I
Have Declared My Opinion That It Is Inefficient For Some Of Its
Required Purposes, And Have Said That, Whether Inefficient Or
Efficient, It Has Been Broken And In Some Degree Abandoned.
I
maintain, however, that in this I have not contradicted myself.
A
boy, who declares his purpose of learning the AEneid by heart, will
be held as being successful if at the end of the given period he can
repeat eleven books out of the twelve. Nevertheless the reporter,
in summing up the achievement, is bound to declare that that other
book has not been learned. Under this Constitution of which I have
been speaking, the American people have achieved much material
success and great political power. As a people they have been happy
and prosperous. Their freedom has been secured to them, and for a
period of seventy-five years they have lived and prospered without
subjection to any form of tyranny.
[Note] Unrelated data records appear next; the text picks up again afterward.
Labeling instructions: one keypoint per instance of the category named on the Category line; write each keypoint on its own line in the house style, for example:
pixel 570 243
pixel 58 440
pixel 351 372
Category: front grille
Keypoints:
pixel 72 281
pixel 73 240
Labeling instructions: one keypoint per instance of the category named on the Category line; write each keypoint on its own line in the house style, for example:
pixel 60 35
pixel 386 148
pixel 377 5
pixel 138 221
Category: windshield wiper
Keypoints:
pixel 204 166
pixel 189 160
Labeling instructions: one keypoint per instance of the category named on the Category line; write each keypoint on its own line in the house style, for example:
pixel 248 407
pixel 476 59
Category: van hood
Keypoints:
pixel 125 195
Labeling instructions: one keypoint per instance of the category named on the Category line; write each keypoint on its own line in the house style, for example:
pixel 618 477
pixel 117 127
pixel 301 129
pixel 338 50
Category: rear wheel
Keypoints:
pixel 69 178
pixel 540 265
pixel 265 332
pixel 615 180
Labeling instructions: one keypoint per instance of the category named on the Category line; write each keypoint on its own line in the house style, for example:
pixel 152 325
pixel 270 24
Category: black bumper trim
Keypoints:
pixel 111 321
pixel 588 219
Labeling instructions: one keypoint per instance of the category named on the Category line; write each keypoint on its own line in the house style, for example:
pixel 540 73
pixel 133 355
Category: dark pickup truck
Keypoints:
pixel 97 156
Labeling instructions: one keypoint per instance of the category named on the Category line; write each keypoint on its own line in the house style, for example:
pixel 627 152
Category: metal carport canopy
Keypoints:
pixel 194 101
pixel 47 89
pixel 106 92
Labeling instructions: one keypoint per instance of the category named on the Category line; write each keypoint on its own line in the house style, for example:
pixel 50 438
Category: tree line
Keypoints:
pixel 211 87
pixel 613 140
This in itself is much, and
should, I think, be held as a preparation for greater things to
follow. Such, I think, should be our opinion, although the nation
is at the present burdened by so heavy a load of troubles. That any
written constitution should serve its purposes and maintain its
authority in a nation for a dozen years is in itself much for its
framers. Where are now the constitutions which were written for
France? But this Constitution has so wound itself into the
affections of the people, has become a mark for such reverence and
love, has, after a trial of three-quarters of a century, so
recommended itself to the judgment of men, that the difficulty
consists in touching it, not in keeping it.